Advances in high-throughput sequencing (HTS) technologies coupled with increased interdisciplinary collaboration is rapidly expanding capacity in the scope and scale of wildlife genetic studies. While existing HTS methods can be directly applied to address some evolutionary and ecological questions, certain research goals necessitate tailoring methods to specific study organisms, such as high-throughput genotyping of the same loci that are comparable over large spatial and temporal scales. These needs are particularly common for studies of highly mobile species of conservation concern like marine turtles, where life history traits, limited financial resources and other constraints require affordable, adaptable methods for HTS genotyping to meet a variety of study goals.
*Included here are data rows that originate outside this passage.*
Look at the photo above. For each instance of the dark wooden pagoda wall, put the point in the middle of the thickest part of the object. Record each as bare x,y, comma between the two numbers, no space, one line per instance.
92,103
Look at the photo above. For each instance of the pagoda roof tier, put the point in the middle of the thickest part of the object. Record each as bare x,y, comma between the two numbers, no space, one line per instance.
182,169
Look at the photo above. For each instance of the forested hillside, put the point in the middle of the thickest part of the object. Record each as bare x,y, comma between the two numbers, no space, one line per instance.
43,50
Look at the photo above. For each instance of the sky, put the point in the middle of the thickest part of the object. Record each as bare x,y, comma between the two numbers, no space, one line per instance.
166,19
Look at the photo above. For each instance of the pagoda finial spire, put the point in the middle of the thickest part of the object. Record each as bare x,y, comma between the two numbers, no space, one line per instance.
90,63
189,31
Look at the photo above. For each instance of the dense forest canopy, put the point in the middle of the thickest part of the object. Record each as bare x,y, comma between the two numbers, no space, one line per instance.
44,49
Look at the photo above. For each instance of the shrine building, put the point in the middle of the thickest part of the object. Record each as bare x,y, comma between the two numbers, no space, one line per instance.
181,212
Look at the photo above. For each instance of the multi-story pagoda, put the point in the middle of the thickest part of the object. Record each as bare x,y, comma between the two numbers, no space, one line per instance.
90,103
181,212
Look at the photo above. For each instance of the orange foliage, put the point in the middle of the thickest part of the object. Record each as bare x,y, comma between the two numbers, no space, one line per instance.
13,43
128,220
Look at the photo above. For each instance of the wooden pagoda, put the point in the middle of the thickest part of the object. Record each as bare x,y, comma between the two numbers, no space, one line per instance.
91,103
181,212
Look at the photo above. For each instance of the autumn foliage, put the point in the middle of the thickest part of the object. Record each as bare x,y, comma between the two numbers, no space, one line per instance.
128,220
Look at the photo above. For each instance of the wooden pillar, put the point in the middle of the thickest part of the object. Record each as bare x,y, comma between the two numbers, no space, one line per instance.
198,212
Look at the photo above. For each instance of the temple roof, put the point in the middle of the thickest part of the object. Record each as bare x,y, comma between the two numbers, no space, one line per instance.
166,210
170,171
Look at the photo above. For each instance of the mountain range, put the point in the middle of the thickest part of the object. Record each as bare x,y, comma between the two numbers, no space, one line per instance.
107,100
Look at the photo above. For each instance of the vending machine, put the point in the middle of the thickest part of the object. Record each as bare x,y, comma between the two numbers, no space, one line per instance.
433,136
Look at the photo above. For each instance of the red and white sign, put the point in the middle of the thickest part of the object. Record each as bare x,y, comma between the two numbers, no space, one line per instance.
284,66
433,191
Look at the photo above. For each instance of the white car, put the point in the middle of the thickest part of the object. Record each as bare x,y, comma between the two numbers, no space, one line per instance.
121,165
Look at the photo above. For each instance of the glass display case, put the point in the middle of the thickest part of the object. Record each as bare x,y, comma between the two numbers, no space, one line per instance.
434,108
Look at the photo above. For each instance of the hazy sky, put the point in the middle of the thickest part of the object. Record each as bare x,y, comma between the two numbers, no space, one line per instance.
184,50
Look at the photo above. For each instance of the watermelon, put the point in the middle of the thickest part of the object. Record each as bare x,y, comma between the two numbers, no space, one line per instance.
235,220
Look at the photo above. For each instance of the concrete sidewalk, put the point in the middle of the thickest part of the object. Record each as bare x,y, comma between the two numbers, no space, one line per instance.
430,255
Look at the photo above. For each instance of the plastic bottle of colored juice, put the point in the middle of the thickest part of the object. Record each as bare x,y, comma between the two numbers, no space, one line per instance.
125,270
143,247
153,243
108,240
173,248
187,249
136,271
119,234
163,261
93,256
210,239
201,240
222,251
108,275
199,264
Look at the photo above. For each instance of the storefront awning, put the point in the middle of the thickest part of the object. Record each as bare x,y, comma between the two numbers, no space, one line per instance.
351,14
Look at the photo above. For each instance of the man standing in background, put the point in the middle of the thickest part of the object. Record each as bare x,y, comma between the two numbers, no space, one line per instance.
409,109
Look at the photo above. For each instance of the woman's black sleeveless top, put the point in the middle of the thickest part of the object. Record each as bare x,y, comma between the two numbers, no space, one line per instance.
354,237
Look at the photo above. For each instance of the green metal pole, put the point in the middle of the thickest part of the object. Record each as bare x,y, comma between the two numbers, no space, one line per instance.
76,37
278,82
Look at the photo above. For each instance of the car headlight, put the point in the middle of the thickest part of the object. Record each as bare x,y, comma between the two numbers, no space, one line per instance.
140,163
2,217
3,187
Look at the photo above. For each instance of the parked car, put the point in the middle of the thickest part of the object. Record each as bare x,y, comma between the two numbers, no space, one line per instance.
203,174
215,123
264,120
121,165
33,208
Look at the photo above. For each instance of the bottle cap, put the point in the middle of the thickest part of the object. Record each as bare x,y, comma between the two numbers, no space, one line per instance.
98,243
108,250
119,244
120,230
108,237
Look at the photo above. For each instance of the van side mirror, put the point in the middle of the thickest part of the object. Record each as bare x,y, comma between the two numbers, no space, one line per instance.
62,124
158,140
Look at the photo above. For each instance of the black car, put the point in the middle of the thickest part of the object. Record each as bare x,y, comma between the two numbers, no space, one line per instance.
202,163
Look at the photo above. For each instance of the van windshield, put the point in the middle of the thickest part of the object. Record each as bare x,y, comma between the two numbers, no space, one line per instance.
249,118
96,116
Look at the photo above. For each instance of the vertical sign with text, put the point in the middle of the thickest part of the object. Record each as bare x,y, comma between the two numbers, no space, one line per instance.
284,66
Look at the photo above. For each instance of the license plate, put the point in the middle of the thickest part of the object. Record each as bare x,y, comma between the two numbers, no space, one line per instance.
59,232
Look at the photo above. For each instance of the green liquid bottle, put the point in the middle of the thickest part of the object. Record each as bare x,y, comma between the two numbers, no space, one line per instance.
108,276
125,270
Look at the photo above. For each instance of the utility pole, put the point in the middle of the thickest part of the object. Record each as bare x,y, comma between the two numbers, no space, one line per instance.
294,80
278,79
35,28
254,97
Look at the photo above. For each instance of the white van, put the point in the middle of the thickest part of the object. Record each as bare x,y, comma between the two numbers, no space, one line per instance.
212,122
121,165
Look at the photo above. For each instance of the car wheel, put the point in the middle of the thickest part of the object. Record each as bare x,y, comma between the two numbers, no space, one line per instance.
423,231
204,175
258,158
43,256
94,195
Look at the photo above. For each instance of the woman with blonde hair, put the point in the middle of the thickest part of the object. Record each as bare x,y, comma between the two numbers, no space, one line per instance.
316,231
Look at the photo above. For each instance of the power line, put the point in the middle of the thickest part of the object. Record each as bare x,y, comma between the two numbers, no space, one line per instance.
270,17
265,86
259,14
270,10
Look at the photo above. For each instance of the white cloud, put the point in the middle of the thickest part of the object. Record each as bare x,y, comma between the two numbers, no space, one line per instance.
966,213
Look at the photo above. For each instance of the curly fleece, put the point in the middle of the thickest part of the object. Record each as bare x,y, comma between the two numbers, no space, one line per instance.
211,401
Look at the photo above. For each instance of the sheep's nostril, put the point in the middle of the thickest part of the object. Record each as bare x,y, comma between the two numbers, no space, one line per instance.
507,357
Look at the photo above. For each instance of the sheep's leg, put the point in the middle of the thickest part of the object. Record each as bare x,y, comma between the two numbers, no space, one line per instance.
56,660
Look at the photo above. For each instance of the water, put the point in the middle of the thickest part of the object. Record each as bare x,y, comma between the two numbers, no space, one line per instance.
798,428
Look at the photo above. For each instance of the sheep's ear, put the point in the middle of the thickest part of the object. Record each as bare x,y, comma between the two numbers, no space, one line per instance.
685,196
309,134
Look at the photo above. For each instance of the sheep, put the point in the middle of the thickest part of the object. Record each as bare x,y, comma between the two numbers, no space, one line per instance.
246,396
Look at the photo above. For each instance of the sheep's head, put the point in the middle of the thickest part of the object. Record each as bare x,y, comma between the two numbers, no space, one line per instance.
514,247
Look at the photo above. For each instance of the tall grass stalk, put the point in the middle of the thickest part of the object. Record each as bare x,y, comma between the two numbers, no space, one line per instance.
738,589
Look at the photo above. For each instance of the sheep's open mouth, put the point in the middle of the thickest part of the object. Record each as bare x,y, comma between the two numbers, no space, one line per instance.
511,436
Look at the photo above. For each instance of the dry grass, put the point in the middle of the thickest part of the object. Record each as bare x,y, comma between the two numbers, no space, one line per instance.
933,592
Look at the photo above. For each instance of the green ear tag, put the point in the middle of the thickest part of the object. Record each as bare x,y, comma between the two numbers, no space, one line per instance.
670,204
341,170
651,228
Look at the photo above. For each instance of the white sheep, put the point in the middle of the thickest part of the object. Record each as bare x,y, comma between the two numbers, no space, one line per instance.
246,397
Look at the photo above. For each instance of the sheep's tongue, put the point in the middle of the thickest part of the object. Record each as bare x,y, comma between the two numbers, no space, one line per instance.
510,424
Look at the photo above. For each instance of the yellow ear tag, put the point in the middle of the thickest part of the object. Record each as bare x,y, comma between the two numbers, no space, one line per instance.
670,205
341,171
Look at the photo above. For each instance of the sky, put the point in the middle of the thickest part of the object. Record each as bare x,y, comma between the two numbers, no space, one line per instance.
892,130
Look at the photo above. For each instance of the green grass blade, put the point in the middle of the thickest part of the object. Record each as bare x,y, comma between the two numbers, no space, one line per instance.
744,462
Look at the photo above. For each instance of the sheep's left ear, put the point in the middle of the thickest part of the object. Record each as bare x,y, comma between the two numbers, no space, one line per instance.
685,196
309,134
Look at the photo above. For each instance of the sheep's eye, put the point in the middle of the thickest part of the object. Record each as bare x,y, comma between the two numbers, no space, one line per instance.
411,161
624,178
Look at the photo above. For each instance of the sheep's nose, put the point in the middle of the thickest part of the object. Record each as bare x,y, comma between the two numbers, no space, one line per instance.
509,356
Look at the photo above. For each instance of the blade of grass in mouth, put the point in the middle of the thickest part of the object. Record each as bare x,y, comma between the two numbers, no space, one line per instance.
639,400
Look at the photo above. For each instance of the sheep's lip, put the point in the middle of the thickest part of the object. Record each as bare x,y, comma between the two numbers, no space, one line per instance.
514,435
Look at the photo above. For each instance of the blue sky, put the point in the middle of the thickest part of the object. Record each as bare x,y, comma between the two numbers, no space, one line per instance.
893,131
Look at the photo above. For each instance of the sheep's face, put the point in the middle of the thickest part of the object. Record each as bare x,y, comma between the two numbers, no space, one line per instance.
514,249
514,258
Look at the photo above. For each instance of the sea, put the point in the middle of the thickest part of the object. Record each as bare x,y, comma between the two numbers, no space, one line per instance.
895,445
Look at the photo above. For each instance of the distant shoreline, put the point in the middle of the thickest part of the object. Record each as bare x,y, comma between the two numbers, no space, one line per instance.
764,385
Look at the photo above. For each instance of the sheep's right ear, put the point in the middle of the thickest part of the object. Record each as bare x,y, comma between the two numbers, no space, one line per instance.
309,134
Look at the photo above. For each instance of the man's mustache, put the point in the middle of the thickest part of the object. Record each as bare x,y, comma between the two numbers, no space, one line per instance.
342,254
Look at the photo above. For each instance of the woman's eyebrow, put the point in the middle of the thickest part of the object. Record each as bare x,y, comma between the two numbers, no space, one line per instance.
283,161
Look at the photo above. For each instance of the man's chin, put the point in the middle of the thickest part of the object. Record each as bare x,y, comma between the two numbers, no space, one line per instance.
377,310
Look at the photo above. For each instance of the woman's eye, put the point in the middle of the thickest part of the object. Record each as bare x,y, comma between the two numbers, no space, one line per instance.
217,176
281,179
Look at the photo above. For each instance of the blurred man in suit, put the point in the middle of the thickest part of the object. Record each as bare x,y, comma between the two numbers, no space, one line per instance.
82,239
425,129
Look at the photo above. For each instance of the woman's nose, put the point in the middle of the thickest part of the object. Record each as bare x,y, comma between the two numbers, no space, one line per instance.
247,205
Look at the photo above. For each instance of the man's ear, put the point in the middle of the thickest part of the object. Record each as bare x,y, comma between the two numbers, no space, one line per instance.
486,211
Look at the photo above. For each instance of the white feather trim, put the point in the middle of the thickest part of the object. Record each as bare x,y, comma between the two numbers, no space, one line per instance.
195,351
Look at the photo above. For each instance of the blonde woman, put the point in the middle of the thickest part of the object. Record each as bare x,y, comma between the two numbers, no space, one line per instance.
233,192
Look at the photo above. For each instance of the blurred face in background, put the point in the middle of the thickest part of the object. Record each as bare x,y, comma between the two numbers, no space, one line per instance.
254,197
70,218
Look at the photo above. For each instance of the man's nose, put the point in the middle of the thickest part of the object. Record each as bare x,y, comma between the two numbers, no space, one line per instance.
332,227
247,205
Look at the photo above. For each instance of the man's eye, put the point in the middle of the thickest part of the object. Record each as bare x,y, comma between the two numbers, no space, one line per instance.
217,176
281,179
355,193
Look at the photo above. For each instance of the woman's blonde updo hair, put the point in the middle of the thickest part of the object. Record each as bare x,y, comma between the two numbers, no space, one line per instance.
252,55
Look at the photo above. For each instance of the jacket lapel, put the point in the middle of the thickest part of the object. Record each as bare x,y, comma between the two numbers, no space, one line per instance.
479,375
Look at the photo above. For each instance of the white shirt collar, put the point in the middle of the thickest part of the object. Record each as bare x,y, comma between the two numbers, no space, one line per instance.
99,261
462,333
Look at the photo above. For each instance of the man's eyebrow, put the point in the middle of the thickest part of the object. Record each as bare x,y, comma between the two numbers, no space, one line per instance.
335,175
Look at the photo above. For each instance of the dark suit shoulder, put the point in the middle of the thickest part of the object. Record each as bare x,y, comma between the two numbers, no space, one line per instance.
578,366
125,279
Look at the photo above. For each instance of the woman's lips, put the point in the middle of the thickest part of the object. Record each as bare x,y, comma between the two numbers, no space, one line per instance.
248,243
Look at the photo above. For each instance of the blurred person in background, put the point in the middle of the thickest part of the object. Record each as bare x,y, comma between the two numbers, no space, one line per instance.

Here, we present a versatile marine turtle HTS targeted enrichment platform adapted from the recently developed Rapture (RAD-Capture) method specifically designed to meet these research needs. Our results demonstrate consistent enrichment of targeted regions throughout the genome and discovery of candidate variants in all species examined for use in various conservation genetics applications. Accurate species identification confirmed the ability of our platform to genotype over 1,000 multiplexed samples, and identified areas for future methodological improvement such as optimization for low initial concentration samples. Finally, analyses within green turtles supported the ability of this platform to identify informative SNPs for stock structure, population assignment and other applications over a broad geographic range of interest to management. This platform provides an additional tool for marine turtle genetic studies and broadens capacity for future large-scale initiatives such as collaborative global marine turtle genetic databases.